Her support of Romney and her defense of Romneycare destroys her image as a Bulldog of the Right.
She lost me with her big push
Submitted by Schofield Kid on Thu, 02/02/2012 - 3:46pm.
She lost me with her big push to run Christie as being a true conservative. I love what he's doing with the budget and unions in NJ...but he aint no conservative on most issues! It really is an amazing turn around, because I've really enjoyed her books/columns in the past.
Disappointed with ANN
Submitted by LionKing on Mon, 02/06/2012 - 10:20pm.

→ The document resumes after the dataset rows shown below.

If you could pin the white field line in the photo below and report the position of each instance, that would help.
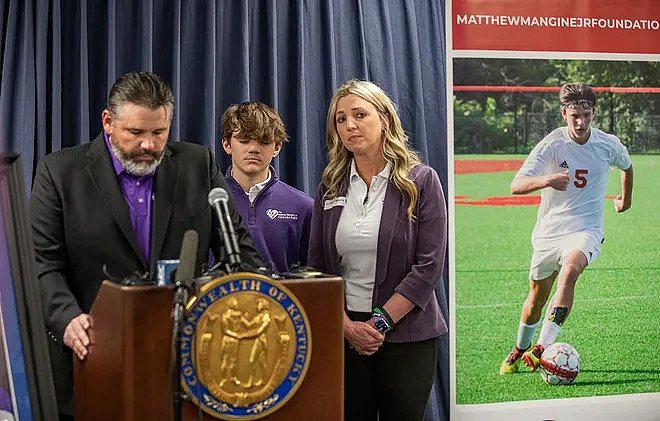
(586, 300)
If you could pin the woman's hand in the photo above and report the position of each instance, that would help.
(363, 337)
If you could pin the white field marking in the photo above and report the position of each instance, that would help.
(585, 300)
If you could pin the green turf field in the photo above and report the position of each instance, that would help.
(615, 321)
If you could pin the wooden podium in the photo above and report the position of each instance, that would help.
(126, 375)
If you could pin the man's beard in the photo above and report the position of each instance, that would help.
(139, 169)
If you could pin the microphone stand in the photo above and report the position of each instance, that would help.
(180, 298)
(184, 276)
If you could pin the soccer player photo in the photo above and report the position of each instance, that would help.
(556, 269)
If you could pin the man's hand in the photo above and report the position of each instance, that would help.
(620, 205)
(558, 181)
(363, 337)
(75, 335)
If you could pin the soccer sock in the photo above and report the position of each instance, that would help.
(525, 335)
(549, 333)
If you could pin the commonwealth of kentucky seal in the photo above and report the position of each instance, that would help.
(245, 346)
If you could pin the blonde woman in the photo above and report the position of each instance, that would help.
(380, 222)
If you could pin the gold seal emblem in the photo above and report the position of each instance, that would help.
(245, 347)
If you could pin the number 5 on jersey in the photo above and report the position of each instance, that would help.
(580, 179)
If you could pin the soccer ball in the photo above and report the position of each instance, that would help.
(560, 364)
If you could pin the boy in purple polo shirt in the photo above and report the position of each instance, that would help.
(276, 215)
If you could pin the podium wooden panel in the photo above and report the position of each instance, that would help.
(126, 373)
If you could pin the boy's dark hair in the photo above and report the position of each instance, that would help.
(253, 120)
(572, 94)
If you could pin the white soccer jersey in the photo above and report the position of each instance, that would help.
(580, 207)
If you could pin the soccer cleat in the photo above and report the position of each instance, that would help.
(511, 363)
(531, 358)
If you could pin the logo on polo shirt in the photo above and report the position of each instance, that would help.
(276, 214)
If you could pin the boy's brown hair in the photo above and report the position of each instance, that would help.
(572, 94)
(253, 120)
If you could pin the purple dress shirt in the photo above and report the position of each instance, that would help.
(137, 192)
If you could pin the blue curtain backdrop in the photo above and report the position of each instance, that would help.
(59, 59)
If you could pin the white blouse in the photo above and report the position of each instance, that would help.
(357, 237)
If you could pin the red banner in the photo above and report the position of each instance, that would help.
(600, 26)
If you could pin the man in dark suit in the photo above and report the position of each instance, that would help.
(123, 200)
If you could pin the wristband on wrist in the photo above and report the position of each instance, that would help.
(382, 320)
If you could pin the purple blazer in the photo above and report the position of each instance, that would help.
(410, 255)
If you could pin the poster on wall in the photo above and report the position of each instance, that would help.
(519, 261)
(26, 384)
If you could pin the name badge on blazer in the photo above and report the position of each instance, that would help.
(337, 201)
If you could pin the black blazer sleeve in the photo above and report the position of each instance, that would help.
(58, 303)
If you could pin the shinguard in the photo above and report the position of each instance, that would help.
(558, 315)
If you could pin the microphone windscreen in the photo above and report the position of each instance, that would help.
(216, 194)
(187, 257)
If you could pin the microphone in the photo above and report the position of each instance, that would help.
(218, 199)
(185, 271)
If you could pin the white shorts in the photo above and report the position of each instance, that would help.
(549, 255)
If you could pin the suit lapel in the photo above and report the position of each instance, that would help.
(100, 170)
(388, 222)
(332, 216)
(164, 191)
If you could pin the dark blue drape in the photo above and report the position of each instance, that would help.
(59, 58)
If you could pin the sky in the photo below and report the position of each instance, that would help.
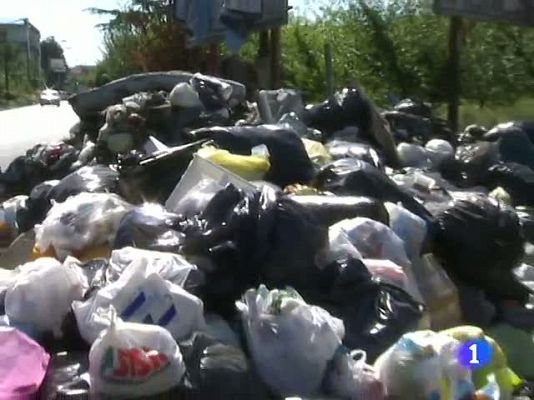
(72, 26)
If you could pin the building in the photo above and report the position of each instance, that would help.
(22, 33)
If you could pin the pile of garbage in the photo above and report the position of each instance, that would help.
(187, 243)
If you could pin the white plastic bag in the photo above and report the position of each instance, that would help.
(291, 342)
(373, 240)
(171, 267)
(412, 155)
(439, 150)
(82, 221)
(141, 295)
(407, 226)
(134, 360)
(183, 95)
(42, 293)
(352, 378)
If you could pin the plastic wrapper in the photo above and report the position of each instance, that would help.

Very disappointed with Ann Coulter.
She has morphed into BOR.
Mark Levin
Submitted by Boudin on Thu, 02/02/2012 - 8:25am.
Took her column apart last night. This is very sad, a prominent conservative championing Gov control.
Will someone please take the kool-aid away from Ann!
Levin's verbal fisking of
Submitted by motherbelt on Thu, 02/02/2012 - 9:33am.
Levin's verbal fisking of Coulter's column is a must hear!
It's 30 minutes long, but well worth taking the time.
mb, thanks for the link
Submitted by mom_rox on Thu, 02/02/2012 - 4:43pm.
I listened to it this on my drive this morning. We all need to remember that health care, while very desirous, is not a right.
Well, there's your problem...
Submitted by c5then on Thu, 02/02/2012 - 9:39am.
"Conservatives" who support moderates because the liberal media tell them they they are the only ones who are "electable".
I just lost some respect for Ann Coulter. I used to think that she was a conservative. Now I see that she is just a republican.
Madison and Jefferson and Franklin built a Republic - Roberts killed it!
Mitt Romney is too shallow to be a conservative.
Submitted by acaiguana on Thu, 02/02/2012 - 10:13am.
Unfortunately, I'm gonna have to vote for the guy next November.
ACA
...
Quoted from: 'Acaiguana notes from the Underground' (Soon to be at theaters near you)
Let's see if I remember correctly...
Submitted by GW on Thu, 02/02/2012 - 11:23am.
Who was it that convinced me that moderates never win the Presidency? I think she used the examples of McCain, Dole, and George HW Bush after he showed himself a moderate? Oh yeah - that was Ann!
So what changed?
Ann, did you lose a bet? Is
Submitted by Scuba Dude on Thu, 02/02/2012 - 12:14pm.
Ann, did you lose a bet? Is this why you are writing this cr@pola supporting RomneyCare?
Scoob
Submitted by Free Stinker on Thu, 02/02/2012 - 3:15pm.
My theory is she is dating someone on Romney's campaign staff.
/// Sarah Palin Fan since July 11, 2007 /// خال
You're wrong Ann. The
Submitted by Free Stinker on Thu, 02/02/2012 - 3:14pm.
You're wrong Ann.
The goverenment cannot compel commerce. As Mark Levin has so ably noted, the government can regulate it, tax it, and even stop it. But they may not compell any individual to engage in it.
/// Sarah Palin Fan since July 11, 2007 /// خال
compelled commerce
Submitted by Agnostic on Thu, 02/02/2012 - 3:28pm.
Doesn't that depend upon the state Constitution?